Additionally, in the early days there were some tools missing (like online modifying the raft peer members) that are all there now.
Running in production and very happy with it!
Though Chronos has a release recently with a bunch of fixes, Mesos is inevitably fading as a legacy platform.
Because of Chronos? This is a bizarre thing to say. Mesos actually works extremely well. Whenever I ask the why kube over Mesos question, I never get a good answer. I think because people just don’t know Mesos. Also it wasn’t made by google.
This is likely related a set of Kubernetes bugs [1][2] (and grpc[3]) that CoreOS is working diligently to get fixed. The first set of these, the endpoint reconciler[4], has landed in 1.9.
More work is pending on the etcd client in Kubernetes.

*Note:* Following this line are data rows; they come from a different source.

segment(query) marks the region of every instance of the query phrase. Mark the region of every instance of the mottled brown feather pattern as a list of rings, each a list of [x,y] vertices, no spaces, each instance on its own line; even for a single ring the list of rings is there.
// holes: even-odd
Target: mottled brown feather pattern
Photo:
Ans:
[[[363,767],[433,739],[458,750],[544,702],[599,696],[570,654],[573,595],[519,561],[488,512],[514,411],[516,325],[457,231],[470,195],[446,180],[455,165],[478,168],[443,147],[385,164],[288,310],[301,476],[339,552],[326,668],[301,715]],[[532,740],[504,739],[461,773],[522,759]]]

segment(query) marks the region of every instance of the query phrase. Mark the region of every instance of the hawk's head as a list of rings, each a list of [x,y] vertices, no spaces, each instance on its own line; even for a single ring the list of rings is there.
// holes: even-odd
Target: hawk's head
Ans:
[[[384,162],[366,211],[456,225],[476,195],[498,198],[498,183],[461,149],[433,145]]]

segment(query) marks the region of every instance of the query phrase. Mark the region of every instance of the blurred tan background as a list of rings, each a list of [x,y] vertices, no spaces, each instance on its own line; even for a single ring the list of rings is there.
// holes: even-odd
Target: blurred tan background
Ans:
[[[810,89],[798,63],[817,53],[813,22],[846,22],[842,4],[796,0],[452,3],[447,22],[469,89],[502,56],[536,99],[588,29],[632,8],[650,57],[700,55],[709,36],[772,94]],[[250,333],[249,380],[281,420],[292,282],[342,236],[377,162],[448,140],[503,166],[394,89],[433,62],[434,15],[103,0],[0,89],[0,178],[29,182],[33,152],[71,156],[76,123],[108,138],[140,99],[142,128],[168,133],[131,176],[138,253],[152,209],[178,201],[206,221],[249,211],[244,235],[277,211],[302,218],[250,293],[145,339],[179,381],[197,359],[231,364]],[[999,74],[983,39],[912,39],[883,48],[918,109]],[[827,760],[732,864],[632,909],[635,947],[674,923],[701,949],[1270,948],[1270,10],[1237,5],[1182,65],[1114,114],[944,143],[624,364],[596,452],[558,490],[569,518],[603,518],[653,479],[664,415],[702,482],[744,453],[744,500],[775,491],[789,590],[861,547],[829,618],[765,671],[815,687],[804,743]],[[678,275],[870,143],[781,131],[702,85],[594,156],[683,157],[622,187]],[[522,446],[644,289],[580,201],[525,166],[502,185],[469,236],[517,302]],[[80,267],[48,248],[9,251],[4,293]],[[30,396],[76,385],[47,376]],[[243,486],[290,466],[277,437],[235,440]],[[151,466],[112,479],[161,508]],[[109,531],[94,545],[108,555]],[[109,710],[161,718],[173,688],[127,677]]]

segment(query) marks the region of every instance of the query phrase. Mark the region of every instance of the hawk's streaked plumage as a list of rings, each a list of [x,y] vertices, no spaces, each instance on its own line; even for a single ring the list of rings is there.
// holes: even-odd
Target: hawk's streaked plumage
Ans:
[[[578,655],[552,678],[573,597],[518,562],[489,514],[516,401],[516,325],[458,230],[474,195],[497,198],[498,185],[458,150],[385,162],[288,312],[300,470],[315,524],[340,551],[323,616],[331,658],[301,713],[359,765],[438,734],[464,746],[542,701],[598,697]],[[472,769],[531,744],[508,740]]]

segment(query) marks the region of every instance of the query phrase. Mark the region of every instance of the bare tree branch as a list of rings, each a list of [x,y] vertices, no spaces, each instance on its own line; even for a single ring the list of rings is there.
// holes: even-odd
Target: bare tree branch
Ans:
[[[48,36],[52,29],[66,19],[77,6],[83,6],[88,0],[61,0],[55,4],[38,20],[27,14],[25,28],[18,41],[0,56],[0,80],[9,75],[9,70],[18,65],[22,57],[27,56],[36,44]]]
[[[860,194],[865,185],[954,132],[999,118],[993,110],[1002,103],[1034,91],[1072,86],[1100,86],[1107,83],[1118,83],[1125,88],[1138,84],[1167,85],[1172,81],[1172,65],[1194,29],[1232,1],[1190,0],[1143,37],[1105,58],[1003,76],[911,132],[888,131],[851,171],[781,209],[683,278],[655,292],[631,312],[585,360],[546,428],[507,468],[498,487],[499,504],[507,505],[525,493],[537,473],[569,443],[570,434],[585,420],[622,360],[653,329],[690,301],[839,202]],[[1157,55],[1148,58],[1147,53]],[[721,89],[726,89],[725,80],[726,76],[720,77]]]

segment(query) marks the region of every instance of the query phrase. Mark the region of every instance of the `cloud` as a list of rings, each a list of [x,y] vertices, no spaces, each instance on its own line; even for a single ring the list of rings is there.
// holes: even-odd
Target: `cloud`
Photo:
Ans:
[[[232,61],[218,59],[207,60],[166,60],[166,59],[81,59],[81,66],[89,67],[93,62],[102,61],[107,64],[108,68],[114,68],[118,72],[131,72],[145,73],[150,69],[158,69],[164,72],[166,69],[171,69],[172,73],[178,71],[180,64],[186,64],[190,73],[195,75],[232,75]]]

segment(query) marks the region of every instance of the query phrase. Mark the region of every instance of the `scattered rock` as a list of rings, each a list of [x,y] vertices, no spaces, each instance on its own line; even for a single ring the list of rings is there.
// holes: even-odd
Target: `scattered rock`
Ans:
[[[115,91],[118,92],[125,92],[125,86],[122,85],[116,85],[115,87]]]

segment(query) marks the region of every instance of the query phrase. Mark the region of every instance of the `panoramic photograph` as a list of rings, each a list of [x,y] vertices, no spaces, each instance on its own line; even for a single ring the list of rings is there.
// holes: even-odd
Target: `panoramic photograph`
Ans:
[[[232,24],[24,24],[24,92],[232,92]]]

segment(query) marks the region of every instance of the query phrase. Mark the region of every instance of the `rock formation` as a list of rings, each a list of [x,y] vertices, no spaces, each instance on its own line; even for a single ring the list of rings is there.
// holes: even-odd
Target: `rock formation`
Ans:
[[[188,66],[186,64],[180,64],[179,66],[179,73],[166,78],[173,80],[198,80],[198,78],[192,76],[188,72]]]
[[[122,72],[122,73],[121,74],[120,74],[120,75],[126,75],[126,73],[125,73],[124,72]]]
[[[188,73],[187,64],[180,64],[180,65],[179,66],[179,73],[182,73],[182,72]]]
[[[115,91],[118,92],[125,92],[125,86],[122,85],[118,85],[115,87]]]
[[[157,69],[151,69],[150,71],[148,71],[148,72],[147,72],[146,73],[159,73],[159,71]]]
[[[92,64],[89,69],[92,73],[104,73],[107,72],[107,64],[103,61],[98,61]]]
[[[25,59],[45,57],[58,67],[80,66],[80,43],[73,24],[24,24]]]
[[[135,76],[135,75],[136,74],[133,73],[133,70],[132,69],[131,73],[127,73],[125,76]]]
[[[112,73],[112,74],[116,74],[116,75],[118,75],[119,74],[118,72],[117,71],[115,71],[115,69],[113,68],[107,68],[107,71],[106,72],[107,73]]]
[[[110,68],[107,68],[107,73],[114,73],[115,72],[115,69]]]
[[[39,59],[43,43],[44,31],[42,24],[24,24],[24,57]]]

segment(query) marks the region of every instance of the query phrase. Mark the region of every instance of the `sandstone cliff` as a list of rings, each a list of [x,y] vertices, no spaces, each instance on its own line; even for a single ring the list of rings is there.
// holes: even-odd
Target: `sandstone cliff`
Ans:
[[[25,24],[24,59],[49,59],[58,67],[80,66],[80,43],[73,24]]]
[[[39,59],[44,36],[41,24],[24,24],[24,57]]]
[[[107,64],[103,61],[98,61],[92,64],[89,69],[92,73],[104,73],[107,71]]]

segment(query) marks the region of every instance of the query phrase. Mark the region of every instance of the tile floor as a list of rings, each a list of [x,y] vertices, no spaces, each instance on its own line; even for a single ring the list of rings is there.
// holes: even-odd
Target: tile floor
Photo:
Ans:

The good news is that the client is used everywhere, so one fix and all components will benefit.
[1]: https://github.com/kubernetes/community/pull/939 [2]: https://github.com/kubernetes/kubernetes/issues/22609 [3]: https://github.com/kubernetes/kubernetes/issues/47131 [4]: https://github.com/kubernetes/kubernetes/pull/51698
Also, any large scale system like Borg developed at a large company like Facebook or Google will have completely opinionated one-way-of-doing-things for a lot of aspects. This doesn’t work for the world outside where lots of developers from different backgrounds, lots of projects with different requirements exist.
The implementation is effectively entirely from scratch, so bugs will exist.
A lot of traditional financial instruments 1) are not resilient to failure and 2) run at fixed times in batches. I’m confident it’s not their own systems that set the requirement of rigidity.
Their customers expect the cron jobs to run when they expected and how they expected.
With that constraint restarts look a lot less acceptable.
I chose Nomad because I'm already using Consul and I wanted to run raw .Net executables. Would it have been worth it to use Docker with .Net Core?
Not trying to change my infrastructure now, but just curious about whether it is worth the time to play with it on the side.
Although k8s does seem to be designed much better. I use it personally too and hope for its success.
How does Stripe's approach differ?
Is there an advantage to one over the other? It looks like in both cases, you need a platform team (at least 2, maybe 3 people; we had a large complex setup and had like 10) to setup things like K8s, DC/OS or Nomad, because they are complex systems with a lot of different components .. components like Flanel vs Weavenet vs some other container networks, handling storage volumes, labels and automatic configuration of HAProxy from them (marathon-lb on DC/OS).
All schedulers (k8s, swarm, marathon) seems to use a json format for job information that's pretty specific, not only to the scheduler, but to the way other tooling is setup at your specific shop.